Right back to my school days, some intuition told me that an invisible and parallel “world of queer” subsisted alongside my own taken-for-granted “world of square”. Then later, as a young man, many gays were deeply valued friends. Two whose names will be recalled by at least some present readers are Brian Finemore, the wonderfully sparkling Curator of Australian Art at the National Gallery of Victoria, and Harold Stewart, one half of the hoax poet “Ern Malley” who so alarmed Max Harris and his modernist Angry Penguins. When I was a naive and ignorant young man, such friends culturally covered me, so to speak, from Bach to Braque, and then onwards, to my eternal gain; different “orientations” never created the slightest difference or embarrassment.

Today’s quest for recognition of “gay marriage” seems to have an element both contentious and confused, and even at the semantic level it is exorbitantly framed. No person of good will wants to see gays, simply because of their gayness, set at legal or civic disadvantage, and when this appears to occur, the rules should without hesitation be changed. A status called, perhaps, Gay Union, should be created with full state standing, powers and dignity, as a respected official framework and support under which two loving gays can express and fulfil their attachment. But gay marriage is illogical and impossible.

For starters, what is marriage? The Concise Oxford Dictionary is short and clear: “the formal union of a man and a woman by which they become husband and wife”. Where does a gay fit in there?

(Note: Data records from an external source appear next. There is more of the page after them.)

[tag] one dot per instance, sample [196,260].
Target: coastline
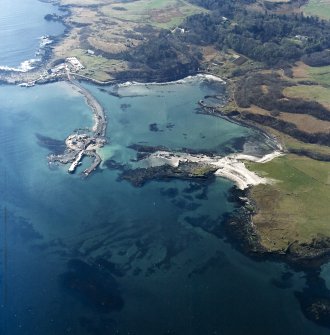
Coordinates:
[244,178]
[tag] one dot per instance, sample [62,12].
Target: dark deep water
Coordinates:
[98,256]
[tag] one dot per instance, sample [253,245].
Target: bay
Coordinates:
[98,256]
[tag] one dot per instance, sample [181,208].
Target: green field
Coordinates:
[297,206]
[321,75]
[317,93]
[158,13]
[319,8]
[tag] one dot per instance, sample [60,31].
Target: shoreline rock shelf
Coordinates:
[78,144]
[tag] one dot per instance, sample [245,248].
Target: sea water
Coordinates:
[99,256]
[22,25]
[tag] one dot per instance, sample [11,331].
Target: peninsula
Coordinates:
[275,60]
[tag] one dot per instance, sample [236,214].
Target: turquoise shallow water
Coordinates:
[98,256]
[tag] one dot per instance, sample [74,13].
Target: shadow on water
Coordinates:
[315,299]
[93,287]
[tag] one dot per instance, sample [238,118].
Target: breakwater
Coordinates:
[83,144]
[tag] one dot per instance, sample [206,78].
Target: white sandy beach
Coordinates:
[231,167]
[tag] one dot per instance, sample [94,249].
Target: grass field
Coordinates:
[311,93]
[158,13]
[319,8]
[296,207]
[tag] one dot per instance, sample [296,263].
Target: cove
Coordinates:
[99,256]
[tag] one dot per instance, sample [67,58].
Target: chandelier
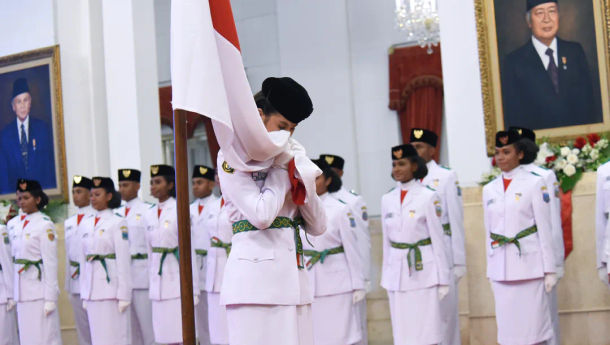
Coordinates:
[419,18]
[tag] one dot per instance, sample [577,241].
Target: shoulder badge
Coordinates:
[226,168]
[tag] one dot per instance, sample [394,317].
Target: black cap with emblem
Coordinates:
[129,175]
[333,161]
[403,151]
[203,171]
[424,136]
[81,181]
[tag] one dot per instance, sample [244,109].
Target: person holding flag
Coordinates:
[265,287]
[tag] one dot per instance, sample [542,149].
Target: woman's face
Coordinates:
[403,170]
[277,122]
[322,183]
[100,198]
[160,188]
[27,202]
[507,157]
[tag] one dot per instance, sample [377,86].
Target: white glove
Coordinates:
[358,296]
[49,307]
[195,299]
[550,280]
[443,291]
[459,272]
[10,304]
[123,305]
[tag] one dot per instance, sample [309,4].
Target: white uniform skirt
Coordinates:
[522,312]
[34,327]
[167,321]
[252,324]
[336,320]
[416,316]
[217,318]
[107,325]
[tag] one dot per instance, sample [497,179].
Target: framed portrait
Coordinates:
[544,65]
[31,122]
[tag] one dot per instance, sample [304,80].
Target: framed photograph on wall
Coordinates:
[544,65]
[31,122]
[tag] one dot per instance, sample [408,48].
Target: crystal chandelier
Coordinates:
[419,18]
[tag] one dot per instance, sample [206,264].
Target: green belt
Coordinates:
[503,240]
[447,229]
[321,256]
[216,242]
[29,263]
[77,272]
[139,256]
[413,248]
[278,223]
[102,259]
[164,251]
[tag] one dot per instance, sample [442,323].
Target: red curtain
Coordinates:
[167,118]
[416,89]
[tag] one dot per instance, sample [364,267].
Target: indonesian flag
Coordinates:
[208,78]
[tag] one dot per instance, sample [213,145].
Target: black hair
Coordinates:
[529,149]
[263,103]
[44,199]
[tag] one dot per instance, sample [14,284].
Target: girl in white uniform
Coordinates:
[335,268]
[416,268]
[35,269]
[164,270]
[105,280]
[520,258]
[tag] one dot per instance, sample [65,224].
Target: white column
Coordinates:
[134,136]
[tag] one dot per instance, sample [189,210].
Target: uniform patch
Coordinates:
[227,168]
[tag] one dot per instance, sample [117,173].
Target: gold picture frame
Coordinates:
[491,87]
[41,71]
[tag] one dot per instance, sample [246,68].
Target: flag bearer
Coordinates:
[134,211]
[81,187]
[416,267]
[520,257]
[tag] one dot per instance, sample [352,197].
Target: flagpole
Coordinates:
[184,228]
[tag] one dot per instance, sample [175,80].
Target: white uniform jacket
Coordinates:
[109,236]
[444,181]
[552,186]
[217,257]
[74,249]
[602,210]
[525,203]
[6,267]
[262,267]
[134,212]
[162,232]
[204,214]
[341,272]
[415,219]
[361,216]
[35,239]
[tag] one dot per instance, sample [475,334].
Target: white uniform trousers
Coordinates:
[336,320]
[8,326]
[201,320]
[364,325]
[450,314]
[141,318]
[416,316]
[555,339]
[167,320]
[81,320]
[252,324]
[217,318]
[108,326]
[36,328]
[522,312]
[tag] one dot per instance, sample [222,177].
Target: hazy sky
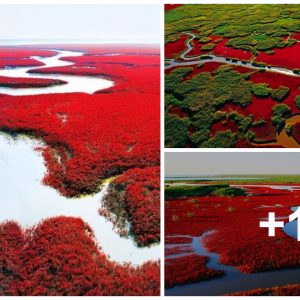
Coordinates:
[231,163]
[101,22]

The gays seem careless of the fact that millions of other people, married or considering marriage, have a profound cultural and emotional interest in the nature of this ancient and fundamental form of union. Not only Christians, but also Jews and Muslims share the attachment to this “sacrament”, which would be diminished for them by the acceptance of gay practice as “marriage”. As I see it, the gays are in the position of someone who hasn’t paid his subscription to a club; he’s a gatecrasher, so let him stay outside.

Only since starting to write this article have I come to consider gays as a class or a category; till then, I thought of them only as individuals, when I think they all looked much nicer. Their campaign for “gay marriage” is turning them into a “movement on the make”, with all the quirks and crotchets such movements acquire: nutty or factional leaders or spokesmen; needlessly provocative aims; cultivation of grudges; a “hunger for imagined martyrdom”.

The gays own among them such a wealth and variety of talent and strength that they can well stand on their own feet. They have no need to colonise the marriage of others.